CompoundDb
CompoundDb copied to clipboard
License issues
From @stanstrup on October 19, 2017 9:1
- Which databases can I include data from?
- If there are ones I cannot they will need to be download and table generated by the user. Is there such a thing as "in-package cache"?
- Which license can the package have if it includes db data?
- Is license a concern at all? As far as I know data cannot be copyrighted so is there any concern at all?
MONA (lipidblast) is CC BY 4.0. So should be OK? http://mona.fiehnlab.ucdavis.edu/documentation/license- I cannot find what license lipidmaps have.
- Seems hmdb require explicit permission to include http://www.hmdb.ca/downloads
The info I extract is: id, name, inchi, formula, and mass..
For the moment I force-removed the files until this is settled.
Copied from original issue: stanstrup/PeakABro#1
From @egonw on October 19, 2017 13:31
I don't think LipidMaps is Open Data. Wikidata is, PubChem is.
From @chasemc on October 19, 2017 22:45
"LMSD lipid structures are deposited into PubChem database (http://pubchem.ncbi.nlm.nih.gov/) periodically and a link to PubChem substance ID (SID) is also maintained within LMSD. Access to complete set of LMSD lipid structures in PubChem is available at www.ncbi.nlm.nih.gov/entrez/query.fcgi?CMD=search&DB=pcsubstance&term=LipidMAPS[sourcename])."
@chasemc thanks! That is very useful info. So I might be able to get around that one by just including PubChem and leave the indicator to lipidmaps so that you can eventually filter for the lipidmaps compounds.
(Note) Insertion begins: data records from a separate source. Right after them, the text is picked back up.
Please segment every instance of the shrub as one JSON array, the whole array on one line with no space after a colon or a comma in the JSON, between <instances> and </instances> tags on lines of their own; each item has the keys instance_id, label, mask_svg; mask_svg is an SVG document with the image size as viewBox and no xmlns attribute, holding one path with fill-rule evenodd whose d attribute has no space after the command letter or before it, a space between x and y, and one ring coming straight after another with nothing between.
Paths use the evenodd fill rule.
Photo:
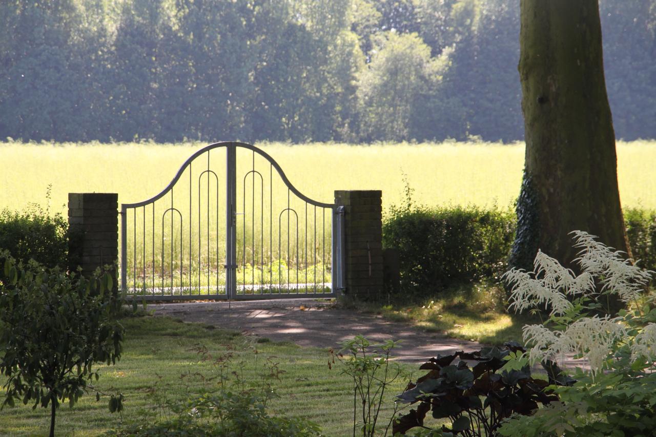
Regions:
<instances>
[{"instance_id":1,"label":"shrub","mask_svg":"<svg viewBox=\"0 0 656 437\"><path fill-rule=\"evenodd\" d=\"M539 403L558 401L548 386L572 381L550 361L543 365L548 381L533 378L527 360L508 365L510 358L524 352L516 342L509 342L502 348L484 347L431 358L419 367L428 373L397 396L400 402L416 404L417 409L394 421L394 435L419 427L431 431L426 435L493 436L511 415L530 415ZM449 421L451 427L430 430L424 423L429 411L435 419Z\"/></svg>"},{"instance_id":2,"label":"shrub","mask_svg":"<svg viewBox=\"0 0 656 437\"><path fill-rule=\"evenodd\" d=\"M514 238L514 213L476 207L392 207L383 246L399 253L401 288L430 294L452 285L499 278Z\"/></svg>"},{"instance_id":3,"label":"shrub","mask_svg":"<svg viewBox=\"0 0 656 437\"><path fill-rule=\"evenodd\" d=\"M87 280L34 261L16 262L0 251L0 373L7 377L3 407L16 400L51 406L50 435L60 402L73 405L98 378L94 363L121 356L123 329L112 276ZM96 399L99 398L96 391ZM122 408L112 396L110 411Z\"/></svg>"},{"instance_id":4,"label":"shrub","mask_svg":"<svg viewBox=\"0 0 656 437\"><path fill-rule=\"evenodd\" d=\"M574 232L578 276L541 252L533 272L512 270L512 306L550 312L541 325L523 327L532 344L531 362L577 354L590 370L579 369L578 382L555 387L562 403L531 417L514 417L504 436L646 436L656 427L656 309L644 302L651 273L640 269L585 232ZM600 316L606 299L628 309Z\"/></svg>"},{"instance_id":5,"label":"shrub","mask_svg":"<svg viewBox=\"0 0 656 437\"><path fill-rule=\"evenodd\" d=\"M60 214L31 204L26 210L0 211L0 249L19 261L33 259L47 267L66 266L68 223Z\"/></svg>"},{"instance_id":6,"label":"shrub","mask_svg":"<svg viewBox=\"0 0 656 437\"><path fill-rule=\"evenodd\" d=\"M337 356L342 365L342 373L353 381L354 436L373 437L383 431L386 436L392 426L394 416L398 411L396 403L389 420L383 423L379 419L389 386L403 376L399 364L390 362L390 354L398 343L387 340L375 344L361 335L342 342L343 347ZM329 368L333 368L335 358L335 351L331 349Z\"/></svg>"},{"instance_id":7,"label":"shrub","mask_svg":"<svg viewBox=\"0 0 656 437\"><path fill-rule=\"evenodd\" d=\"M624 220L633 259L643 268L656 270L656 211L627 208Z\"/></svg>"}]
</instances>

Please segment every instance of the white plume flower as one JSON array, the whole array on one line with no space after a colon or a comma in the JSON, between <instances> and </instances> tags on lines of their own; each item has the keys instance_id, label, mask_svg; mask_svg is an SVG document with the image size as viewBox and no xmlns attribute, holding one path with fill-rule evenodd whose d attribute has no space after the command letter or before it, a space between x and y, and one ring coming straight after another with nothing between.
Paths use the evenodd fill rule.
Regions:
<instances>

@chasemc It seems the source is only in the SID entries. Not the CIDs. However the lipidmaps ids have been added as a name so it is possible to filter by those prefixes.
From @egonw on October 22, 2017 9:20
@chasemc also note that PubChem is not formally Open Data: it mixes their own public domain data with copyrighted upstream material. Legally, this is quite hard to untangle.
Generally, just contact LipidMaps and ask if it is OK to index their structures in the table as you want to do, and if you are allowed to make that available under terms compatible with the license of the R package.
For LipidMaps, a subset of about 1400 lipids is available under CCZero from Wikidata: http://tinyurl.com/ycbm9gfq
Thanks! I already contacted LipidMaps. Waiting for an answer.
@egonw what do you mean by upstream material? All the calculated properties? Si if I only use basic info as name and inchi it should be ok?